La communication de masse peut-être envisagée de diverses manières. Nous devons organiser des actions ponctuelles, comme le projet de Spot Radio pour le logiciel libre ( http://spot.doublehp.org/wiki/ ), dans la mesure de nos moyens. Nous devons aussi contacter les journalistes susceptibles de diffuser notre information dans les médias grands publics. Si ce dernier domaine est déjà très bien pris en charge par l’AFUL (www.aful.org) et l’APRIL (www.april.org), il ne faut pas négliger l’aspect personnel d’un contact avec un journaliste. Nous ne devons donc pas hésiter de parler des logiciels libres aux éventuels journalistes de notre entourage.

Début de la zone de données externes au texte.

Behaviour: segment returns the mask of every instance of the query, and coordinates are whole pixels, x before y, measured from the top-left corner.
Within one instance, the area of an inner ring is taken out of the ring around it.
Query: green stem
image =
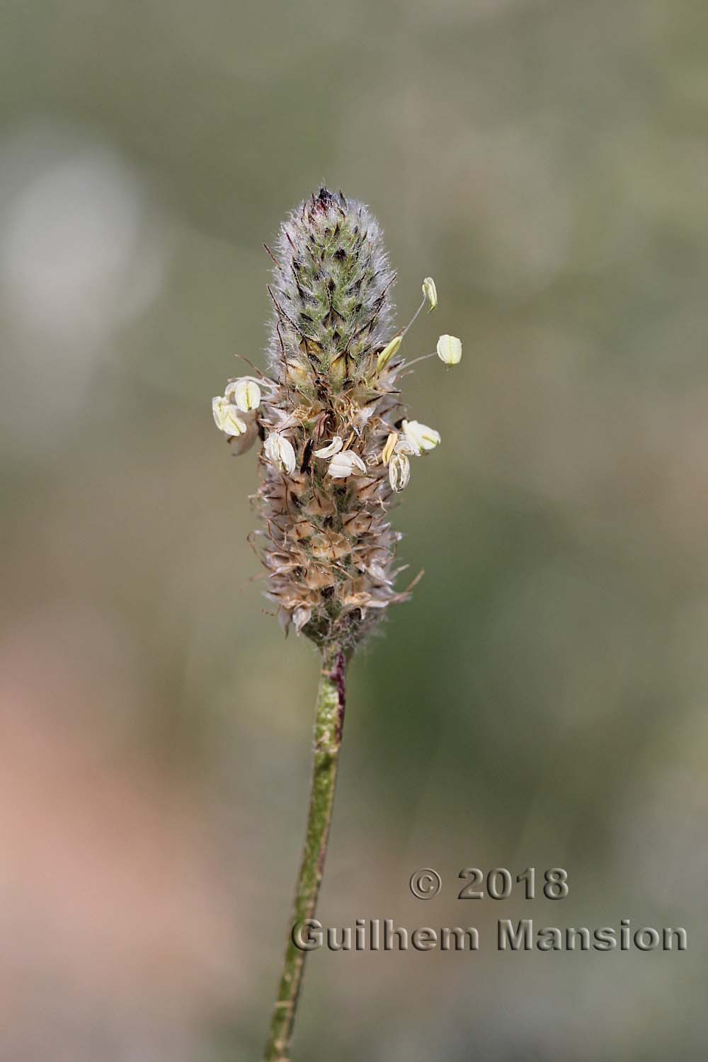
[[[295,890],[293,922],[288,936],[282,976],[271,1018],[271,1031],[264,1055],[265,1062],[287,1062],[290,1050],[290,1040],[295,1023],[307,955],[307,952],[295,945],[293,928],[304,920],[314,918],[317,906],[317,895],[327,854],[329,824],[332,820],[336,767],[342,746],[346,701],[346,657],[339,646],[323,649],[323,668],[314,720],[314,758],[307,833]]]

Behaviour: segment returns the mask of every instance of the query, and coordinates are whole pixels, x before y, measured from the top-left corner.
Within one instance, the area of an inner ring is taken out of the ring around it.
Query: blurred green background
[[[0,1057],[260,1057],[317,662],[210,398],[325,179],[401,320],[437,281],[409,353],[464,358],[408,390],[426,577],[352,667],[322,920],[690,949],[314,953],[294,1058],[703,1060],[708,7],[35,0],[0,56]],[[465,904],[471,866],[570,896]]]

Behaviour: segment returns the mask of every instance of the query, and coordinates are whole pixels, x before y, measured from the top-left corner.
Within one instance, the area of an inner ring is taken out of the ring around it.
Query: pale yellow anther
[[[437,357],[446,365],[457,365],[462,358],[462,342],[456,336],[441,336],[437,341]]]
[[[239,410],[224,395],[217,395],[211,399],[211,412],[214,424],[220,431],[227,435],[243,435],[248,427],[245,421],[239,416]]]
[[[396,449],[396,443],[398,442],[398,432],[392,431],[386,439],[385,445],[381,450],[381,464],[388,464],[391,461],[394,450]]]
[[[391,359],[394,357],[394,355],[398,354],[398,348],[400,347],[402,342],[403,342],[402,336],[394,336],[391,342],[386,343],[386,345],[384,346],[383,350],[381,352],[376,361],[377,373],[380,373],[383,369],[385,369]]]
[[[251,413],[260,406],[260,388],[255,380],[243,377],[235,380],[226,388],[227,395],[234,395],[234,401],[242,413]]]
[[[432,276],[427,276],[422,281],[422,293],[430,303],[431,310],[434,310],[437,306],[437,288]]]

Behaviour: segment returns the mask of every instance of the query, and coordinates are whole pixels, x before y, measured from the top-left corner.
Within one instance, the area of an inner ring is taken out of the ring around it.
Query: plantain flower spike
[[[260,556],[282,626],[349,654],[410,596],[394,585],[400,534],[388,510],[409,456],[441,436],[405,419],[408,329],[393,324],[395,276],[368,209],[321,188],[284,221],[272,257],[269,374],[235,381],[214,419],[229,436],[240,422],[263,440]],[[422,290],[434,309],[432,278]]]

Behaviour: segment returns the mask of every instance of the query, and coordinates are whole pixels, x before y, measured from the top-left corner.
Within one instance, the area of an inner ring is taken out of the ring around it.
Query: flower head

En ce qui concerne le bouche-à-oreille, c’est certainement l’arme informative la plus puissante que nous possédons. Malheureusement cette arme peut aussi servir la désinformation générale. On remarque si certains parlent à tout bout de champs à tout le monde des logiciels libres, avec force détails techniques, d’autres préfèrent en parler très peu, citant parfois quelques détails. Au milieu de ce brouhaha, les personnes non-interressées par l’informatique entendent souvent qu’un flot d’informations confuses voire contradictoires. Nous allons donc essayer d’établir certains conseils de base afin d’aider à la propagation du logiciel libre.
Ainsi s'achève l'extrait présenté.